For all the love the brothers’ project have gotten from theater goers, streaming works too for their storytelling needs. They said they’re not missing the grind of a traditional theatrical release and marketing campaign.

“We’re agnostic,” Joe Russo said. “We don’t care. Our intention as storytellers is to reach as wide an audience as possible. We love movies. We grew up on movies. We were in the theaters in the ‘70s discovering the auteurs while it was happening. We came out of that generation. However, we are not reverential about it because everything has its time and then has to transition to the next generation. It is not our right or responsibility to define what future artists should or should not be able to do and what they should consider art or not consider art.”

More important is Netflix’s focus on getting the film to 220 million subscribers in nearly 200 countries around the world.

“Ultimately, …what we care about is what was the reach of the story?” Joe Russo said. “Who did it get to? Frankly, in a lot of ways you’re getting a broader audience through something like Netflix, because going to the movies is expensive, it’s somewhat of an elitist experience. You go to other parts of the world, you go (to a movie) once in your life, and that’s a very significant experience for you. You can get Netflix for $10 or $14, and watch 40 stories in a month versus going to the movies and getting one story once. I think that’s important.”

Also attractive to the brothers was the potential to build a new franchise they would control, which was never going to be possible with an established juggernaut such as Disney’s ever-proliferating Marvel Cinematic Universe. But working in the MCU helped them think about how to construct a broader narrative universe that fans can dive into for years to come, Netflix willing.

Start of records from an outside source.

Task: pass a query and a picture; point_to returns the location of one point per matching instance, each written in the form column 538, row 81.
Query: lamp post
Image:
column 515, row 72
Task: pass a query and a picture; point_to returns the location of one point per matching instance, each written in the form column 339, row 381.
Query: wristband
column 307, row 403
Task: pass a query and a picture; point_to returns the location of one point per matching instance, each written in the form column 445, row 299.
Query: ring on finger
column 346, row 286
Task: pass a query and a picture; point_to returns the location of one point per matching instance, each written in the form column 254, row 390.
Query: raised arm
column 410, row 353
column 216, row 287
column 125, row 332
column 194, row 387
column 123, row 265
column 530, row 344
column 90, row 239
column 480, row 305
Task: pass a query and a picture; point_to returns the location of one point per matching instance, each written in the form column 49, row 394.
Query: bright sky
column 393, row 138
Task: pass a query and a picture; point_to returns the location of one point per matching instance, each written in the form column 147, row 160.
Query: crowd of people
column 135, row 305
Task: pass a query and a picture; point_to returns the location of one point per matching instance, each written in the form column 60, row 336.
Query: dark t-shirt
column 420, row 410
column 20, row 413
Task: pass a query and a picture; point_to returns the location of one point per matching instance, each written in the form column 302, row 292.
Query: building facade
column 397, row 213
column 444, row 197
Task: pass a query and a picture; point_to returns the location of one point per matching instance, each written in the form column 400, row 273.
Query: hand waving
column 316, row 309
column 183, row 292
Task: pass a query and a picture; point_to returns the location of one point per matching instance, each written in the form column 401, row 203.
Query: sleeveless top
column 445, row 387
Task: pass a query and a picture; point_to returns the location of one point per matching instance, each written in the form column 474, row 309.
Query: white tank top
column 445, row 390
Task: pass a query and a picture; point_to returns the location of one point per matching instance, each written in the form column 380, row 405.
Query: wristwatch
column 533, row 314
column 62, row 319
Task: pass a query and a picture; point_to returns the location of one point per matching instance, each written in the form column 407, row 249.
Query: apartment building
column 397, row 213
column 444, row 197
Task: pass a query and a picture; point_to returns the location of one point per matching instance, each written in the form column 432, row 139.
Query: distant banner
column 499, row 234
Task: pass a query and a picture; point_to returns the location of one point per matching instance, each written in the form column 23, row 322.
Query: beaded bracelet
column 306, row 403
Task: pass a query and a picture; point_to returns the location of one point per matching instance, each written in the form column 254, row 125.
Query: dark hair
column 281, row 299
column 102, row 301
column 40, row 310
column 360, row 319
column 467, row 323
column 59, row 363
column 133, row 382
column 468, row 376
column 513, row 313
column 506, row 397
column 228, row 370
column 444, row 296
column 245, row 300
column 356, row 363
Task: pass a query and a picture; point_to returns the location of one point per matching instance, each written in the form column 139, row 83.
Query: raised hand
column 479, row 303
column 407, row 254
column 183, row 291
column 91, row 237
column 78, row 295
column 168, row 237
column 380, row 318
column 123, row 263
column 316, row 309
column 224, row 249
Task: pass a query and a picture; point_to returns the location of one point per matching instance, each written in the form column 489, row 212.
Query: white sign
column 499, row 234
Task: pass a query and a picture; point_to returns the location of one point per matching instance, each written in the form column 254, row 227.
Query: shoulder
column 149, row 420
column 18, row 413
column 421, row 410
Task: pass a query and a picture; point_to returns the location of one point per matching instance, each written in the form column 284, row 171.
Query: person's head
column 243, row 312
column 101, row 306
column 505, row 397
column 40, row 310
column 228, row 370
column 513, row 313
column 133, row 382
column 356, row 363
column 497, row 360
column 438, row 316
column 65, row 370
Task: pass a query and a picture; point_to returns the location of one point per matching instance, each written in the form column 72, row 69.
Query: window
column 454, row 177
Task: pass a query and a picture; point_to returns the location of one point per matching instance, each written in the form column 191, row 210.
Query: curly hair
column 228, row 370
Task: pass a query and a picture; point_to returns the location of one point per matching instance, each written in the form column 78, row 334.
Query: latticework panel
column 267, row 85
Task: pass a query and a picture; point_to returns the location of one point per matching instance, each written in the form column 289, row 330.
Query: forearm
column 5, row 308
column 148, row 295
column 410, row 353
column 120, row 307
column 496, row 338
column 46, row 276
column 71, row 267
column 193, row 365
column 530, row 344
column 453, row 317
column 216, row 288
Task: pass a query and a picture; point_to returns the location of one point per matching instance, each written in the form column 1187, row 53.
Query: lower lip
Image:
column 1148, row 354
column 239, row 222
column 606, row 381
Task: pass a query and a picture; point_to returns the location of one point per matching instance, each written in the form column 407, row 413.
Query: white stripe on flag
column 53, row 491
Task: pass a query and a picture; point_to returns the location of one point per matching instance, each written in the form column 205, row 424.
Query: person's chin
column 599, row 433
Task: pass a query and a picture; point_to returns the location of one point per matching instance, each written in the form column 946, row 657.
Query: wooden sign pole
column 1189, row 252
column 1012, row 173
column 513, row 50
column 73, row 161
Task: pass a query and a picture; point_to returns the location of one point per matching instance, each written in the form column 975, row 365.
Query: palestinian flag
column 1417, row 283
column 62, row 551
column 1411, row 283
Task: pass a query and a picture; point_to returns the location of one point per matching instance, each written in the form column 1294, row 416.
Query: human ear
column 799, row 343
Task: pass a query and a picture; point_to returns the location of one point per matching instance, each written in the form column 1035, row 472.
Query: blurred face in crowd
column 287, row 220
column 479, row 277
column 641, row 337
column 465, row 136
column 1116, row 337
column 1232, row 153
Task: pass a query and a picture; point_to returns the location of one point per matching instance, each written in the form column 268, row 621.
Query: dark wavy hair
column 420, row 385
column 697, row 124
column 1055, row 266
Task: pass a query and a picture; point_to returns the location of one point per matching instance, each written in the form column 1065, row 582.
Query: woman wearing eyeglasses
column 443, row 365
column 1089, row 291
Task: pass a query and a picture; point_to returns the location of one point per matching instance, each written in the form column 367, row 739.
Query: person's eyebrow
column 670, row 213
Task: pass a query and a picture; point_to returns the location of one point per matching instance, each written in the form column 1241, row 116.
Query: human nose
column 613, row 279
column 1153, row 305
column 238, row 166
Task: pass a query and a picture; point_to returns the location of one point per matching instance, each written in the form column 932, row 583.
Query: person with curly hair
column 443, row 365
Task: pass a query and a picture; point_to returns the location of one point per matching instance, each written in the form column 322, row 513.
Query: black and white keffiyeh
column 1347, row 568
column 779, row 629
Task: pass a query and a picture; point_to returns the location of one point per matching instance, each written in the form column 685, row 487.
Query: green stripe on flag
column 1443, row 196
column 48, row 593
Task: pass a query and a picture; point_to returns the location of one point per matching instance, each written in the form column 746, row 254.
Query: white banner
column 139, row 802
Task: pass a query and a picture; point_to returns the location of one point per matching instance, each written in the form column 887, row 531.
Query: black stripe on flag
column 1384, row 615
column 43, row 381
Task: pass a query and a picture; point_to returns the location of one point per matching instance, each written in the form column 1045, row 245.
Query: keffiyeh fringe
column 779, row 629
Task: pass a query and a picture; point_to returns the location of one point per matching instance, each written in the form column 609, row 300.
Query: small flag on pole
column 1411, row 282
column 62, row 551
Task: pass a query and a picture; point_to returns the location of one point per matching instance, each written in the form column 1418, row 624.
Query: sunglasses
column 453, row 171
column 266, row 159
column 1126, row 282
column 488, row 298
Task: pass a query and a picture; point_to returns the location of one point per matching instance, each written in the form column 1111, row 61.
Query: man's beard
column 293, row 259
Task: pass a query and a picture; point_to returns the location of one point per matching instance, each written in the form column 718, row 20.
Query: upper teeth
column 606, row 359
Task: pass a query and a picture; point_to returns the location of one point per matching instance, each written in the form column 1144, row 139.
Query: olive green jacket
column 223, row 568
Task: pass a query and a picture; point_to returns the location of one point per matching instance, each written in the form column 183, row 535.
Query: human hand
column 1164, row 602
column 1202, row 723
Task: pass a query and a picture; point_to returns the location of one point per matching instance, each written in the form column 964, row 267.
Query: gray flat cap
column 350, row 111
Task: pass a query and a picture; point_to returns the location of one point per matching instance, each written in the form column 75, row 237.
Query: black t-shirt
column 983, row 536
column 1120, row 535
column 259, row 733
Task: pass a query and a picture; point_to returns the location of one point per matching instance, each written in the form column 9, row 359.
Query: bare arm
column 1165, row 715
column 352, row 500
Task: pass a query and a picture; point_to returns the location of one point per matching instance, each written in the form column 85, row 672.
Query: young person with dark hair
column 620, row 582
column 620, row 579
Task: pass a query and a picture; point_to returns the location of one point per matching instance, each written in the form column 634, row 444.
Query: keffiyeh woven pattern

“We tried to include characters within this film that you want to know more about in other formats, whether it be other films or series or whatever it may be,” Anthony Russo said. “So we absolutely approached this as the sort of tip of the iceberg of a narrative universe. Now whether we actually get to make that universe, we’ll see. It certainly depends on how this movie is received by audiences. But as creatives we approached it that way.”

The Russos noted that all the Netflix changes are really about the company getting ready for the next phase of the Streaming Wars. And they’re happy to take AGBO’s projects along for the ride.

“I think they’re just deploying like phase two of their plan as a company, which is to get into gaming and there’s rumors that they’re gonna expand theatrical windows to take advantage of theatrical and digital distribution,” Joe Russo said. “They’re just looking at the entire business model, which just…seems to be shifting on a monthly basis.”